La purificación antiemotiva adopta en forma radical una estructura neoexpresionista en tres episodios situados en épocas distintas, al viejo estilo de La muerta cansada de Fritz Lang (1921), donde la muerte asexuada en persona autorizaba tres luces o vidas para que una joven intentara rescatar en vano a su amado difunto, o de El gabinete de las figuras de cera de Leni (1924), donde tres efigies cerúleas cobraban vida por la noche para revivir sus crueles andanzas, pero en el pluriheterodoxo Bonello, aun permaneciendo las perspectivas de la crueldad, el sino fatal y la pasión inútil, las tres historias se trasminan entre sí y se contaminan, sin saberse cuándo empiezan, aunque sí cuándo acaban, pues se trata de narrar los fracasos de la heroína remitida a la corrección del pasado para hacer realidad vigente su historia de amor-pasión instantánea con un personaje que sólo hace el amor en sueños, tan dispersos como el haz de relatos de aquella Crónica de amor en sueños de Raúl Ruiz (2000) cuya estructura episódica obedecía a Ars Combinatoria lógico-matemática del filósofo catalán medieval Ramón Llull, exaltada, insólita e irrepetiblemente cual premonitoria construcción aleatoria y atropellante del experimento surrealista Inland Empire de David Lynch (06), con el que La bestia reclamaría más de un punto de coincidencia narrativa radiada, para situarse en una extraña encrucijada entre la ficción posborgeana, el abismo barroco, la ciencia-ficción maldita, el thriller metafísico y el insondable drama interior.

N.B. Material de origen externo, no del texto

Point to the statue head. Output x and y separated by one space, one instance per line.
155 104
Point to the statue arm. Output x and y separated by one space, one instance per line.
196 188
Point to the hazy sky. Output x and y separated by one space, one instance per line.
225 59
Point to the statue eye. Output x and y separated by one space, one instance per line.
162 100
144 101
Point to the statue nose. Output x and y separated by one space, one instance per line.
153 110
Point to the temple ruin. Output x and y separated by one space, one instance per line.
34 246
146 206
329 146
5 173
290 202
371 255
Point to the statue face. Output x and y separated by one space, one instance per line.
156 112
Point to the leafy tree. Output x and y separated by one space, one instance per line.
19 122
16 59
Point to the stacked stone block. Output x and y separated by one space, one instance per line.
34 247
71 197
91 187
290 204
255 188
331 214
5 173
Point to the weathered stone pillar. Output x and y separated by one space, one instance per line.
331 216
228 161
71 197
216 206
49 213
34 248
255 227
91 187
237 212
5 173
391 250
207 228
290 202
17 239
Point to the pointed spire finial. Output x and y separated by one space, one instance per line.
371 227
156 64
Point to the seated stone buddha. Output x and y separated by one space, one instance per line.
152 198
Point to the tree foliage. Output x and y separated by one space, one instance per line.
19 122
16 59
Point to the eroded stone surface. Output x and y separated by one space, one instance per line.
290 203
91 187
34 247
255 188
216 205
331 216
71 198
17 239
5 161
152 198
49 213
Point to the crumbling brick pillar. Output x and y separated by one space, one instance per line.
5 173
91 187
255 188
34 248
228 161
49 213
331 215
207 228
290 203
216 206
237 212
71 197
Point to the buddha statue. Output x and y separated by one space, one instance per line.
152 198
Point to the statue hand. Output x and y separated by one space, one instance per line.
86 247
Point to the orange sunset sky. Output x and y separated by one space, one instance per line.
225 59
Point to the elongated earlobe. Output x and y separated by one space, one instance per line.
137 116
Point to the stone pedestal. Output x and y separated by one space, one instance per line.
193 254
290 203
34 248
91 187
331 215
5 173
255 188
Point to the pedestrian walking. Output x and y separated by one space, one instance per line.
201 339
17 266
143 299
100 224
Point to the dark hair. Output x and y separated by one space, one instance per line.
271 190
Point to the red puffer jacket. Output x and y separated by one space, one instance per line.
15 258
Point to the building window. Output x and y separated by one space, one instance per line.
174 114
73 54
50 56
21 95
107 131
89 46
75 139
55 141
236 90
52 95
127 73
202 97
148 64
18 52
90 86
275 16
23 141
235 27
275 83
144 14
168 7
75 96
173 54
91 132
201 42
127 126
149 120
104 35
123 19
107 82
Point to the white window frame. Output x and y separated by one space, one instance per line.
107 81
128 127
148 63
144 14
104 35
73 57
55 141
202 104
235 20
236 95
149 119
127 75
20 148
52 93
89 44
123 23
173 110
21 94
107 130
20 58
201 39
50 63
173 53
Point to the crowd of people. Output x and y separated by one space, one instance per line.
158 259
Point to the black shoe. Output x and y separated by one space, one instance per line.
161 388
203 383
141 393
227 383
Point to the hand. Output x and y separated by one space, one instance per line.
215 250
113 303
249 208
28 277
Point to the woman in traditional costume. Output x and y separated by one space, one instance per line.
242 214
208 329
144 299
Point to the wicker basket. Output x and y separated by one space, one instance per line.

La purificación antiemotiva demuestra, de manera oscuramente brillante y sin temor al oxímoron creativo, que una cinta de fantasía distópica sobre el presentimiento de la desgracia (la bestia al acecho) y el amor jamás realizado puede dar lugar a una enigmática, laberíntica e inacabable inacabada película a la vez visceral y visionaria, que juega con la convergencia de los tiempos (presente, pasado, futuro) sin arraigar realmente en ninguno de ellos, como quien podría deslizarse entre la doliente Noche transfigurada de Schönberg y la evolvente canción leitmotiv siempre lozana “Evergreen”, aparte de la transida música del realizador y su hermana Anna Bonello, para vehicular las potentes imágenes de la fotógrafa Josée Deshaies omnidisparadas por la implacable impecable edición de Anita Roth.

La purificación antiemotiva disemina los atributos propios y característicos de su protagonista en espacios de absorbentes monocromías verdosas o formidables explanadas palaciegas monstruosamente vacías, un gran cuchillo sobre la mesa, un salón snob belle époque, una anegada fábrica de muñecas inflamables o el ajeno y supratecnologizado edificio de cristal aniquilante, o un multicolor espejo medidor de tonos emocionales desechables, una aguja teledirigida hacia el interior del oído y un sauna de reposo ennegrecido, todo ello al servicio de grandes temas en tierra baldía, como la feroz soledad femenina buscando acomodo a en un agreste psicodélico-dionisiaco antro fractal, el miedo que todo lo devora antes de ser vivido, la fluidez sexual de la chava que aterra de copular sucedáneamente con el espejismo del vecino y lamenta no poder hacer sexo con la muñeca androide, el destino en el repudio hecho costumbre, el aferramiento al recurrente instante de la muerte propia (tipo El muelle de Marker 61), ya flotando ahogada junto con el enamorado intocable o el cadáver baleado en la piscina tras prolongar al infinito repetitivo minimalista la apertura de la puerta al galán homicida, y por supuesto el presentimiento del desastre que ocurre sin que nos demos cuenta.

Y la purificación antiemotiva culmina en la desesperada derrota amorosa de Gabrielle al enterarse que el ser amado por quien había corregido toda su estructura afectiva, sólo se interesa en ella tras haber leído su historial inducido por inteligencia artificial, esa mujer ahora aullante de dolor de nuevo emotivo e impotente.